Dewasa atau padewasan yang biasa disebut ilmu wariga ini, seperti yang dijelaskan dalam buku Ala Ayuning Dewasa Ketut Bangbang Gede Rawi yang ditulis oleh Ida Bagus Putra Manik Ariana dan Ida Bagus Budayoga, adalah cara untuk mengidentifikasi hari yang baik dan hari yang jelek (buruk).

"Jelasnya (padewasan itu adalah) pengetahuan untuk menentukan hari baik dan hari jelek," tulisnya.

Cakupan mengenai ala ayuning dewasa ini sangatlah luas dengan menyentuh berbagai aspek kehidupan manusia melalui perhitungan parameter tertentu.

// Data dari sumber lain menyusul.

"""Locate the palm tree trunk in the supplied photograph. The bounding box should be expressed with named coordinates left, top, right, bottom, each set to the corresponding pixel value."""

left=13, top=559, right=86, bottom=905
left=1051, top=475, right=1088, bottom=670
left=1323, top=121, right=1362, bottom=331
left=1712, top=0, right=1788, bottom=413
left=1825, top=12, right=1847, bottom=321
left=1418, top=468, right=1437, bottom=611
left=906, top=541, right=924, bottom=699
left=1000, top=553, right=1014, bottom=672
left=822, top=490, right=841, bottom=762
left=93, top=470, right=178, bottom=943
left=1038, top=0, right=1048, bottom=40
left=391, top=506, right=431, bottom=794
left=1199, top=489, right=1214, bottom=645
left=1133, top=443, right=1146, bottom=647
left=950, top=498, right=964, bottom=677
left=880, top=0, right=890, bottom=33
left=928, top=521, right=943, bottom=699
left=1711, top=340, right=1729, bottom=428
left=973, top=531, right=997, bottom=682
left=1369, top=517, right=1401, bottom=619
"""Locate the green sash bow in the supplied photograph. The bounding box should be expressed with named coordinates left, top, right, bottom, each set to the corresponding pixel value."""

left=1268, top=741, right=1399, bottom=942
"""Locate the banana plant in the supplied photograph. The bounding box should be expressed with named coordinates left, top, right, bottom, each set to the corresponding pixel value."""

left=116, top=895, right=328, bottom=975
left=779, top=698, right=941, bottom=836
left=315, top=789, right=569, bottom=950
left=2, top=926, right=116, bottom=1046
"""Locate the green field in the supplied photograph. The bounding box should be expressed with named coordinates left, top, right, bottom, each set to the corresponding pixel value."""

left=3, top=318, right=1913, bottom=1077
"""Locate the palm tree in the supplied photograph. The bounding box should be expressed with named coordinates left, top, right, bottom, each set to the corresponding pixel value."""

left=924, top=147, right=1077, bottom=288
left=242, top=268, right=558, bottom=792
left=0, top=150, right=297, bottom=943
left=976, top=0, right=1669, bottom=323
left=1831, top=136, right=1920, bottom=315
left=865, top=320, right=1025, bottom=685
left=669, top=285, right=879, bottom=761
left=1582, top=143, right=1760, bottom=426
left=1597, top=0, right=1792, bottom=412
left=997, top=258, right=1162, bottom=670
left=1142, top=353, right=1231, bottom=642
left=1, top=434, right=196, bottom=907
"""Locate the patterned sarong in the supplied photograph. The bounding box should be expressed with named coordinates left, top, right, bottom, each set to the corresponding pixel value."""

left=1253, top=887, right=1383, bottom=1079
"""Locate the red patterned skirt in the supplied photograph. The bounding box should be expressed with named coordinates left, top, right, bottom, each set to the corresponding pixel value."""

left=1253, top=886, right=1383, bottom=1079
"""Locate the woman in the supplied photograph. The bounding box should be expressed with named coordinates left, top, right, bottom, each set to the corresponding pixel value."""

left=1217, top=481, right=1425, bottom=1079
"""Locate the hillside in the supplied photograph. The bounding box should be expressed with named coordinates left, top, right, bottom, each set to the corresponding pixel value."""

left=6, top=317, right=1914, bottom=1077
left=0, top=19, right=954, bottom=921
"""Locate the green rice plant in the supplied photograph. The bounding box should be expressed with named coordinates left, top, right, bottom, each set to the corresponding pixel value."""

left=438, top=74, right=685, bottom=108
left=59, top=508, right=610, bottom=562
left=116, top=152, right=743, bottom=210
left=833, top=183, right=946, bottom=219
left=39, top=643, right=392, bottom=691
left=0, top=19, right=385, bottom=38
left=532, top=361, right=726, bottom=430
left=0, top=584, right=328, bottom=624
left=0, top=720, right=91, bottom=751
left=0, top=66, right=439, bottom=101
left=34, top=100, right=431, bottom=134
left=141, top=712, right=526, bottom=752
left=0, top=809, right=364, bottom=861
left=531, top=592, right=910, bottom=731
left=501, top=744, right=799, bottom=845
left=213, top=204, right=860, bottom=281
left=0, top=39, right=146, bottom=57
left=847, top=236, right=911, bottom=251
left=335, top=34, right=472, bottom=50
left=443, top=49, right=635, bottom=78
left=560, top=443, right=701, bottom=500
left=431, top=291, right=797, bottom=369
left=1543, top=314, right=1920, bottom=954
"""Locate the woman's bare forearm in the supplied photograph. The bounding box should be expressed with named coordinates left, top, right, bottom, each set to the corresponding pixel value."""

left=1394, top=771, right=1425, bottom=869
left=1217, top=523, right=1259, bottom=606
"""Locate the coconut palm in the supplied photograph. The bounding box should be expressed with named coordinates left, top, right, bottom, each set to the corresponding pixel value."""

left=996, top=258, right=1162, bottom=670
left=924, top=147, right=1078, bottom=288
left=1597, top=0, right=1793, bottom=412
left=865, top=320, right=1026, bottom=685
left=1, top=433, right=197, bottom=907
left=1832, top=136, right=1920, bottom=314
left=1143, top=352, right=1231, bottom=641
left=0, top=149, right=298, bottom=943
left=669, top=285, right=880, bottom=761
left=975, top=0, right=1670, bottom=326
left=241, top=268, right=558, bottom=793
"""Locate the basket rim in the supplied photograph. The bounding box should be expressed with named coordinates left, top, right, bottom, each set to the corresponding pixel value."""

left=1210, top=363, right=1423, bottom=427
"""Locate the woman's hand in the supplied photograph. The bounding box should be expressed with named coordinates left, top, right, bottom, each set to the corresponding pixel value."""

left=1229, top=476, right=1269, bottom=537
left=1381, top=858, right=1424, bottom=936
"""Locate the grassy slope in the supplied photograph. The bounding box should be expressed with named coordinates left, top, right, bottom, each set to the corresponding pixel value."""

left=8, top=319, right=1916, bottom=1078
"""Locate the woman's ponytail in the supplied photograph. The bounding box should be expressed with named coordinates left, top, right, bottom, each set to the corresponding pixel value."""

Perhitungan yang dimaksud berupa pawintangan yang ditetapkan berdasarkan letak bintang dalam mengelilingi matahari; sasih yang berhubungan dengan penentuan musim berdasarkan peredaran gerak semu matahari dan juga bulan yang mengelilingi bumi; dan wuku tentang ilmu ruas-ruas kumpulan binatang tertentu yang berporos di bumi.

Selain itu juga berpedoman pada wawaran yakni tentang nama-nama hari dan dedaunan yang dipakai sebagai ilmu pembagian waktu dalam satu hari.

Menurut Ida Pandita Empu Yogiswara di Griya Manik Uma Jati, dalam ala ayuning dewasa ini memang tidak terlepas dari adanya wariga-wariga seperti wuku, ingkel dan di dalamnya terdapat larangan-larangan.

Ida Pandita pun menjelaskan bahwa ala ayuning dewasa ini juga tidak terlepas dari adanya ala ayuning dina (hari), ala ayuning sasih (bulan) dan ada ala ayuning nyet (pikiran).

Jadinya, meski ada larangan-larangan namun jika pelaksana kegiatan memiliki pemikiran yang positif maka hal tersebut boleh dilakukan.

"Sekarang ada ala ayuning nyet. Nyet itu pikiran. Kalau kita memang pikiran itu hening dan tidak akan kena apapun yang namanya musibah itu, itu boleh karena kita yakin," jelasnya.

Kemudian dijelaskan lagi dalam buku yang ditulis Ida Bagus Putra Manik Ariana dan Ida Bagus Budayoga tersebut, bahwa pada sistem ala ayuning dewasa ini juga dikenal istilah pangkakalan, yakni munculnya kala-kala tertentu yang dijadikan pembanding untuk menentukan baik-buruknya dewasa.

Karena seringkali terjadi ketika padewasan berdasakan wuku, wewaran, penanggal-panglong dan sasih sudah baik, namun pada sistem pangkakalannya jelek.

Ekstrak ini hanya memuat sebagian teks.